Dandolo wasn’t sorry to be leaving Chios again so soon. The winter of 1171 had given way to the spring of 1172. Now, the weather was hot and humid and, though it was contained for the moment, the plague had broken out on one ship during Dandolo’s absence in the Holy Land. In daily increasing numbers, men broke into heavy sweats, before the telltale blisters appeared in their groins and under their armpits. After that, death came within days.
The ship had been towed to a place apart from the rest of the fleet, and the crew quarantined, but things didn’t look good, and the long wait was clearly preying on the nerves of the Venetian task-force.
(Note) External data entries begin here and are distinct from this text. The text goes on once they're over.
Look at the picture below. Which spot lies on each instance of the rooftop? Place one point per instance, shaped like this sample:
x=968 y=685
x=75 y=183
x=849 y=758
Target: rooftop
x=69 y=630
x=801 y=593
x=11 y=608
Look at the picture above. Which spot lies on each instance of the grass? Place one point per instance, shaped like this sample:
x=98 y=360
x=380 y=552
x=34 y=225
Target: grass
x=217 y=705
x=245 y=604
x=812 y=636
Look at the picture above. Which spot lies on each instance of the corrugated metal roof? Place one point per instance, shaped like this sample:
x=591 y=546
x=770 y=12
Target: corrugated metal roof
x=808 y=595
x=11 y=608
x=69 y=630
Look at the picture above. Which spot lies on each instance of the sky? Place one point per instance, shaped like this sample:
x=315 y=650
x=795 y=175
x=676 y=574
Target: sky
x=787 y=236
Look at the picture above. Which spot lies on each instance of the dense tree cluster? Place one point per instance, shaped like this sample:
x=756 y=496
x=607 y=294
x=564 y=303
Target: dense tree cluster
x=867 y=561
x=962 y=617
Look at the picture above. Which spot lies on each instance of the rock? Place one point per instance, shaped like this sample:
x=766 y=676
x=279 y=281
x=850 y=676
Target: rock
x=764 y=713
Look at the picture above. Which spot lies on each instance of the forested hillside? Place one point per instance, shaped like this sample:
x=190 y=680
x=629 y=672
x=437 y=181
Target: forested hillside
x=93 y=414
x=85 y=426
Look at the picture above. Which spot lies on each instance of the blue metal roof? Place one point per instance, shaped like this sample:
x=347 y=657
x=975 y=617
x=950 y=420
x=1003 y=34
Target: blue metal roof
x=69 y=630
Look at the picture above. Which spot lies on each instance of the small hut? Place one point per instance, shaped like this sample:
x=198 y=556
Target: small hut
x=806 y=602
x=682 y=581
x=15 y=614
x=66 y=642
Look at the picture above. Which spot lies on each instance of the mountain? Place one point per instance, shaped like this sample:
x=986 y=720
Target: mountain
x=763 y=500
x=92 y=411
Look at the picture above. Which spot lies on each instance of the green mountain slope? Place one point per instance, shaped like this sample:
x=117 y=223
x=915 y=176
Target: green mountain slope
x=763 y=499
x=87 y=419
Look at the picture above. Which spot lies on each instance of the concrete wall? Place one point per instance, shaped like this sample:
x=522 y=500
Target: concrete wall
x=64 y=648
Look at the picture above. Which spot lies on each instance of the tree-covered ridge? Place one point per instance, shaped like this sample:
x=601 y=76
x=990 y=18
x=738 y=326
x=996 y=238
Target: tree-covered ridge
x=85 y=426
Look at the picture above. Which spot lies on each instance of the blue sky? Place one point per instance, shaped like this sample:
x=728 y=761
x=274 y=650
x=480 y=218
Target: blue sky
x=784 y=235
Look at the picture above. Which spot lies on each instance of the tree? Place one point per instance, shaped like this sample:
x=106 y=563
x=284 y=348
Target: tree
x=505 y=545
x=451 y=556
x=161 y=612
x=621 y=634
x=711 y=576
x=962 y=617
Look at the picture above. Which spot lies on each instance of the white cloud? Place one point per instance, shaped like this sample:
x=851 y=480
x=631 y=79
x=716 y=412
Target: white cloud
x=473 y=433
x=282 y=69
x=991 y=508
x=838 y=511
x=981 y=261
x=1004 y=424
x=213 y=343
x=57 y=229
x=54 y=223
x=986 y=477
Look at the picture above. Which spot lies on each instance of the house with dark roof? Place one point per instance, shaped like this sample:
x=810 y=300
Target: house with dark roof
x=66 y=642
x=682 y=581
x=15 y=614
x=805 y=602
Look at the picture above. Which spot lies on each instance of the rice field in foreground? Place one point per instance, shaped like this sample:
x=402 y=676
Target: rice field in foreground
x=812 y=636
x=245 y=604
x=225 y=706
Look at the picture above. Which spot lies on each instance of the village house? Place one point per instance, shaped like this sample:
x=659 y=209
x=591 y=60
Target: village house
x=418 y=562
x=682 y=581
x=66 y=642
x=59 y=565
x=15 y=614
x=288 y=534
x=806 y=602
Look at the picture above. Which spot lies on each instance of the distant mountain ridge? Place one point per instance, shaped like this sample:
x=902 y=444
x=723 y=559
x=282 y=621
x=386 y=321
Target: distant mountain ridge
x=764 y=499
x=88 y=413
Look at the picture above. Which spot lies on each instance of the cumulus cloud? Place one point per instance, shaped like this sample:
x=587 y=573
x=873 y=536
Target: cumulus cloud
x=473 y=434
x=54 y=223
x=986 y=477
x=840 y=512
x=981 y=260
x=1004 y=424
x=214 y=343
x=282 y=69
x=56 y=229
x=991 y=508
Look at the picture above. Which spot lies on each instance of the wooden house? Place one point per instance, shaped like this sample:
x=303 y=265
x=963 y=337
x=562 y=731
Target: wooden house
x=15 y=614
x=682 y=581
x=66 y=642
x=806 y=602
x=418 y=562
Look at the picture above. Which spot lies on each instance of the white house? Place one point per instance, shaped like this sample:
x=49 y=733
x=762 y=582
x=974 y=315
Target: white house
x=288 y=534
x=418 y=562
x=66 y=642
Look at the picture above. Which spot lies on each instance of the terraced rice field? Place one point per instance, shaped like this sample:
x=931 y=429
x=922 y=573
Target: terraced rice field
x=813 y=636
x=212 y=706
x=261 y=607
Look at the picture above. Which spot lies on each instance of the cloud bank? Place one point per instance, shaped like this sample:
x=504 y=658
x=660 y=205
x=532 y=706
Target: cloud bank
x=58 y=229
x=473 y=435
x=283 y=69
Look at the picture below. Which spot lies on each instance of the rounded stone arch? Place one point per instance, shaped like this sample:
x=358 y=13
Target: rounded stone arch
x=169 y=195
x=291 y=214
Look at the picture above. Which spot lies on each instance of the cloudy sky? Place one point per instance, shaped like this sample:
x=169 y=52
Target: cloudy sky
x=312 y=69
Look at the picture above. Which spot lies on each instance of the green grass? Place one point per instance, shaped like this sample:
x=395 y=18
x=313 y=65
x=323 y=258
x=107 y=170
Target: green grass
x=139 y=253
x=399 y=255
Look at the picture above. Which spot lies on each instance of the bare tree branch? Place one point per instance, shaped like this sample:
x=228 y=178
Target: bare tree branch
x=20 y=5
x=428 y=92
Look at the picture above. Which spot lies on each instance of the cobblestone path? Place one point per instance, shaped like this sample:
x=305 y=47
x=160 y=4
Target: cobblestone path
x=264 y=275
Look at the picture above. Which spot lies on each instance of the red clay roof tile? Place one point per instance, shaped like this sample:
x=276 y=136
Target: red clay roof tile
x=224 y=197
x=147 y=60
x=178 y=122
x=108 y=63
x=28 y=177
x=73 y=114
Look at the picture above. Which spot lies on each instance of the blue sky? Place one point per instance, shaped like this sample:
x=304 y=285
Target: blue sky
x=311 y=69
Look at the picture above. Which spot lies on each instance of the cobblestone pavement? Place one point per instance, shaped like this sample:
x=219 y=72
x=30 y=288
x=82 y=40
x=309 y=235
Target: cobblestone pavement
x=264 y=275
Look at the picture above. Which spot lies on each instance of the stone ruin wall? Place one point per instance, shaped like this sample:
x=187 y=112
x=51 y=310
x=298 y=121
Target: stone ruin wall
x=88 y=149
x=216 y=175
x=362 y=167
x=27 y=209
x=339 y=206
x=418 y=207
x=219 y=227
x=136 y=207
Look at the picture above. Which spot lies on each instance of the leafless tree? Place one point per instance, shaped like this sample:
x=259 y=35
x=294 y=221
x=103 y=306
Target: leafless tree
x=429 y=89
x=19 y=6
Dandolo toyed with the idea of having the ship burned, with its crew in it, but dismissed it. He calculated that such a measure would serve only to undermine morale within the fleet more, and morale was already at a low ebb.
A new voyage, then. Dandolo prepared for it by hav
ing his most resplendent robes placed in his trunks – he knew what suckers the Greeks in Constantinople were for pomp, though he doubted if the finest show Venice could make would go far in impressing them. Oh, the riches of that city!
There were three days’ sailing ahead of him. The sea was calm throughout, glittering gold under the sun during the day and silver under the moon at night. The winds were balmy and cool, and more often than not in their favour. Dandolo spent the time closeted with Leporo, going over their papers, and what new plans and offers they could bring to the negotiating table in the Palace of Boucoleon.
Here, perhaps, their first chance would come. There was no doubting the power the tablet had, if only he knew how to harness and use that power. But that knowledge would come. In the meantime, Dandolo considered how best to play Vitale and the Greeks off against one another. With the right planning, and Vitale discredited, there would be only one man to step into the breach.
‘Your star is rising,’ Leporo said, reading his thoughts.
Dandolo, immersed in his thoughts, did not answer. If he showed himself too proud, too soon, all might founder.
They arrived on the morning of the fourth day.
22
Dandolo’s party found the Venetian legation quartered in the vacated mansion of a rich compatriot who had lived in Constantinople for half his life. To reach it, they had passed through streets paved with white marble flagstones. Everywhere in this quarter the houses’ façades were faced with the same white marble.
The city looked as if it were on permanent holiday. Gold and silver were everywhere in evidence, from the threads of the women’s dresses to the decoration of the staffs even men of quite modest rank carried. The colours of the garments worn, and of the awnings over shops and restaurants and even the studios of the craftsmen, were yellow and green and purple, and the city appeared to be in the grip of a great energy – everywhere, people were engaged in their activities, from doing business to having fun, with an intensity which staggered the more restrained Venetians.